The few vendor-specific blogs posts I write are about interesting products that may portend market changes. Examples includes Equivio (2004, near duplicate detection), Index Engines (2006, improved accessibility of offline data), and Vlingo (2008, voice recognition portends power of smartphones tapping cloud services).   Vendors do not compensate me to write these posts or serve on their advisory boards.

Joining the board prompted me to think about the impact of Box and the cloud generally on large law firm legal software, especially document management software (DMS).
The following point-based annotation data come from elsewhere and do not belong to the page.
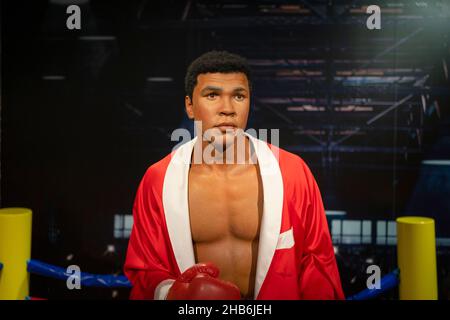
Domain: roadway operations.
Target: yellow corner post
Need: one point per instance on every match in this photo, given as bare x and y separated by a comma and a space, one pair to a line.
416, 256
15, 250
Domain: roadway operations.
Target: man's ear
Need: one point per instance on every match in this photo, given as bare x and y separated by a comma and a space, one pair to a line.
189, 107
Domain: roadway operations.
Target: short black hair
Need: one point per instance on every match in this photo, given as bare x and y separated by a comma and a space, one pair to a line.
215, 61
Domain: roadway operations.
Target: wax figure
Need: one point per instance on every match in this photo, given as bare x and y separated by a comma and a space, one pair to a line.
250, 226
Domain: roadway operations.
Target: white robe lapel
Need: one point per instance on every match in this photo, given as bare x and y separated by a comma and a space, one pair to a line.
272, 209
175, 202
176, 208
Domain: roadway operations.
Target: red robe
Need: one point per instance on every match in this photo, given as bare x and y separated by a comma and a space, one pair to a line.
295, 255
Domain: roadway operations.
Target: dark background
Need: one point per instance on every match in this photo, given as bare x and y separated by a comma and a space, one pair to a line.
84, 114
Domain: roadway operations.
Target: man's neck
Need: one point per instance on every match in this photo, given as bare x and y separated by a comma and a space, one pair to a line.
223, 158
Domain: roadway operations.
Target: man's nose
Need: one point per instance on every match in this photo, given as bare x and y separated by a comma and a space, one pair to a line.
227, 108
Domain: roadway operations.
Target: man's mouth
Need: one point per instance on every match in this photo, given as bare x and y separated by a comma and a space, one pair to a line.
226, 126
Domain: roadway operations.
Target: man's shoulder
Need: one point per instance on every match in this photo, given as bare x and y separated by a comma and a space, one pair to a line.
292, 166
156, 171
287, 158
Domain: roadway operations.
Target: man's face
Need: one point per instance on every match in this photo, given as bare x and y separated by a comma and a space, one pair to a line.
221, 101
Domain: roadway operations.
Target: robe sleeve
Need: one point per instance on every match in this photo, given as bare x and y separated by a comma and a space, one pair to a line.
147, 264
319, 275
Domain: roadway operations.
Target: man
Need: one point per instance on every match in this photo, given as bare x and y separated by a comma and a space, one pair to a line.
228, 223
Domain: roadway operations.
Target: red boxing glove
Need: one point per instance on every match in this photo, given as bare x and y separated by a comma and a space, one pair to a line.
200, 282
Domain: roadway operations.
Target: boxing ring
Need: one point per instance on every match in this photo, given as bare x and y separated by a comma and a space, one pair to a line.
416, 276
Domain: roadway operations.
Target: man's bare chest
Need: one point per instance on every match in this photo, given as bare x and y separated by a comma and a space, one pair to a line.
222, 206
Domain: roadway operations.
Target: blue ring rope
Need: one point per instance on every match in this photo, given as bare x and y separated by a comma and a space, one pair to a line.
86, 279
389, 281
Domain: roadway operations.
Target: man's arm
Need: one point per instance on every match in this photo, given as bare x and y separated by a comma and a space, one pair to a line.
319, 275
147, 263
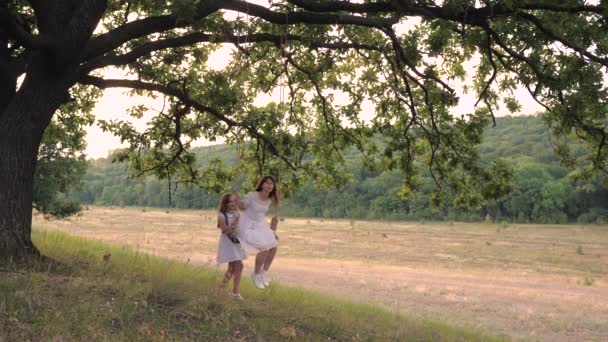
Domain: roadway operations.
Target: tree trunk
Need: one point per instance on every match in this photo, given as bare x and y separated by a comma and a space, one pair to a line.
17, 164
22, 124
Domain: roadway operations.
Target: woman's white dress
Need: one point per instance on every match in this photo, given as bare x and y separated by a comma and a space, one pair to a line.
254, 229
227, 250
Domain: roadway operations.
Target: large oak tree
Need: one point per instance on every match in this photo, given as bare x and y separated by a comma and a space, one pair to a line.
55, 53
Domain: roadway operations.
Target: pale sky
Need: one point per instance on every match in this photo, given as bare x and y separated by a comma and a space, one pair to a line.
114, 103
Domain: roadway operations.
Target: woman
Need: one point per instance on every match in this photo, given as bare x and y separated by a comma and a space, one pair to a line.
255, 233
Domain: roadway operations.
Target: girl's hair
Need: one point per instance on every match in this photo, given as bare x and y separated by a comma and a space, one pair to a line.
223, 207
274, 193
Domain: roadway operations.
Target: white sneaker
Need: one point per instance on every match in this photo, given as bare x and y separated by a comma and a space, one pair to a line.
257, 280
265, 279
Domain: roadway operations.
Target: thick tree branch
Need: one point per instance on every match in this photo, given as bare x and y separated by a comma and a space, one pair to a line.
290, 18
186, 100
21, 36
198, 37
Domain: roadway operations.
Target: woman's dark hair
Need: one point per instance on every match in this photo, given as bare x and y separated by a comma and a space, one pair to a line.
223, 207
274, 195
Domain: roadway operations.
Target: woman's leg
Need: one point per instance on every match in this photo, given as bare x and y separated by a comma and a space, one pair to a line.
238, 270
269, 258
260, 260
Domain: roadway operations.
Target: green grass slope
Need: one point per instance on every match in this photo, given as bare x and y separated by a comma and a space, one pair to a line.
136, 297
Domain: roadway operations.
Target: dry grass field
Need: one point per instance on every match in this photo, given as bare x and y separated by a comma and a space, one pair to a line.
524, 282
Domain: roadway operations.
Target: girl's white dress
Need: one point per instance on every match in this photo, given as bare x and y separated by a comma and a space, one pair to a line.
254, 229
227, 250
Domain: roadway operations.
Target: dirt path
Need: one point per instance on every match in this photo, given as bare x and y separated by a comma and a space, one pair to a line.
532, 290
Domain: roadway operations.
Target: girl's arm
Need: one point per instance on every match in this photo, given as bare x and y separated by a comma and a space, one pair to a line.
221, 224
245, 201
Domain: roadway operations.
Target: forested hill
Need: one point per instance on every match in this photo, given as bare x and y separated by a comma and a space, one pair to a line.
543, 190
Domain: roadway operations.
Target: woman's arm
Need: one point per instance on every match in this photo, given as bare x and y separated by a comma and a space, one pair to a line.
222, 224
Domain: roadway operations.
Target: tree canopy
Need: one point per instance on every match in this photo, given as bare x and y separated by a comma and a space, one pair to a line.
404, 57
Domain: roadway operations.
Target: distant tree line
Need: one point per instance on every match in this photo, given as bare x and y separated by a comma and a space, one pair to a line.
543, 190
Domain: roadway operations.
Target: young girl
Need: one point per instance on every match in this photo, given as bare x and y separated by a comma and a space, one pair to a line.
229, 247
255, 232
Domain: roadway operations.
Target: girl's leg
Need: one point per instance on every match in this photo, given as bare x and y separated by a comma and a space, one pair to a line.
260, 260
269, 258
238, 270
228, 274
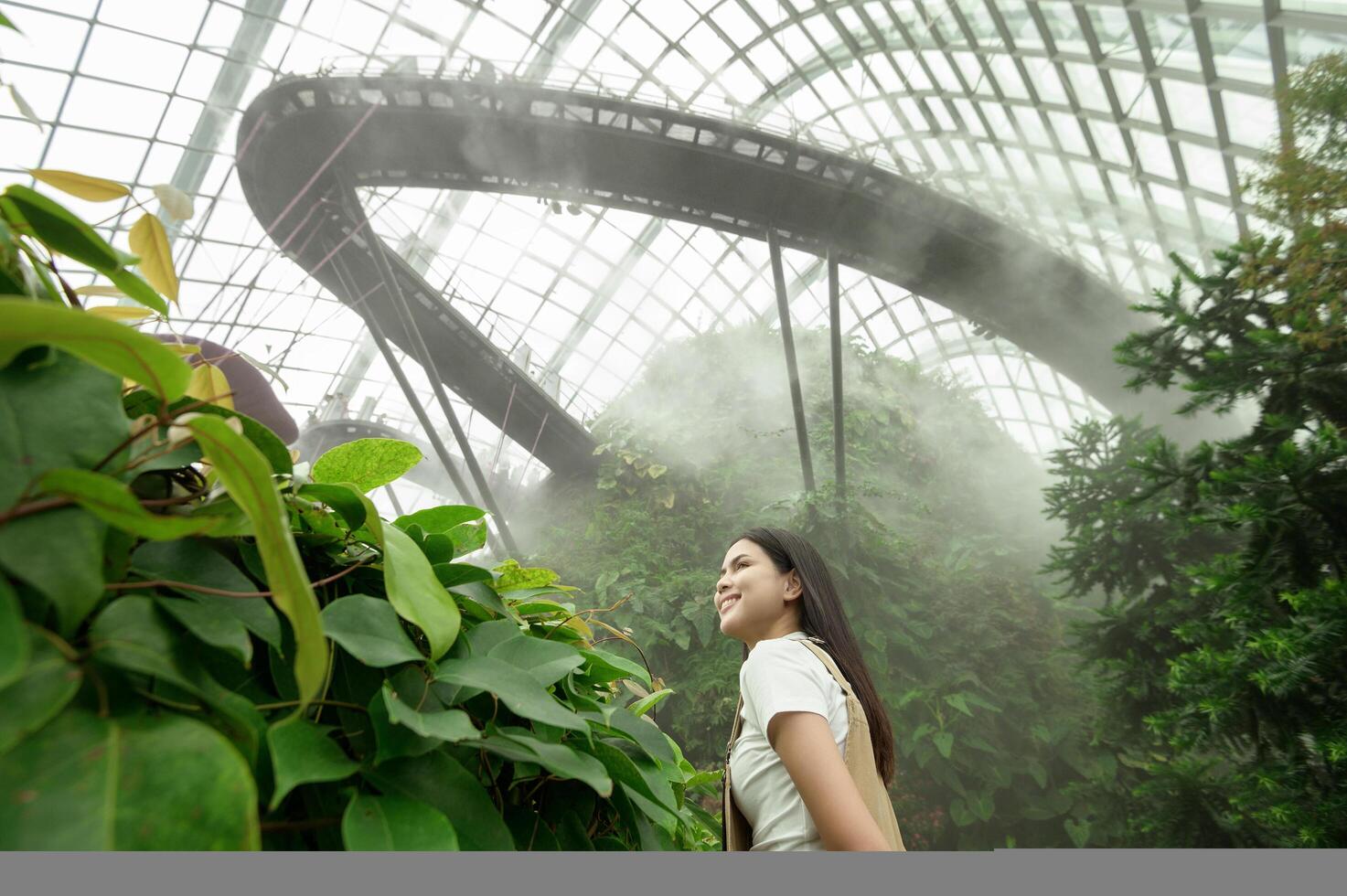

As Box announces new partnerships, my thinking evolves. Earlier this year, it integrated with IntApp. So large law firms can use Box with and across systems as cloud storage, including permissions. Today, Box announces some 20 partnerships (press release) with legal software vendors specializing in areas such as practice management, timekeeping and billing, attorney networks, etc. Examples include Guidance for discovery and Fastcase for legal research.

So, what might Box’s impact be? I was around in 1992 when law firms first started using DMS. It did not solve the problems I thought it would. In fact, it created new ones (e.g., half the lawyers use it and half don’t). I understand why firms stick with DMS but can’t help wondering if DMS as we know it is nearing its end of life. It’s not just that Box may be an alternative. And it’s not just that SharePoint and its ecosystem may be another…

More generally, it should cause us to question the future of legal market specific software. I understand the need for customized software; for example, I am currently involved with developing and deploying legal project management software (Cael LPM™ by Elevate Services). But the market – both customers and vendors – must balance the need to meet legal specific requirements with economics and scale.

Box and other cloud providers can potentially sell millions of seats to thousands of organizations. Contrast that enormous reach, which spreads development cost over so many users, with legal market scale. The large law firm market has no more than 400 organizations and 500,000 seats. The development and service cost per user is much higher. Nonetheless, many companies have prospered creating highly customized software for the legal market. In the age of cloud and economies of scale, however, will those economics still be so favorable?

Cloud providers may just have unbeatable scale benefits. Beyond scale benefits, inherent cloud features may overcome the advantages of vertical focus. Consider just two: simplification of mobile device integration and facilitation of  cross-organization collaboration.

Of course, recognizing the full potential requires connecting to legal-specific software. So the question is less whether vertical software will cease to exist and more whether it will play as dominant role in the future.

I write this not to call for action or to predict change. Rather, I write this to provoke a discussion. Do large law firm CIOs need to re-think the core stack supporting law firms? More specifically, if you were a CIO of a brand new, 1000-lawyer firm and had to build the IT infrastructure from scratch, would you buy the products your firm has today? Would you even consider solutions other than the cloud?

As an ex-CIO, I know we have to deal with the installed base. And I know security is a huge concern. But migrating to new ways of working may be critical to prosper.

 

[CODA: I prepared this post earlier this week.  Today, IBM to Announce More Powerful Watson via the Internet appeared in the New York Times.  It’s well worth reading.  Watson is another example of a horizontal, cloud-based service.  Can it perform eDiscovery predictive coding?  I don’t know but the article mentions IBM’s computational linguists – experts who know how predictive coding really works. Arguably, predictive coding is simply a subset of a broader range of problems that Watson can solve more cost effectively than dedicated tools.  So this article also illustrates the horizontal versus vertical software issue.]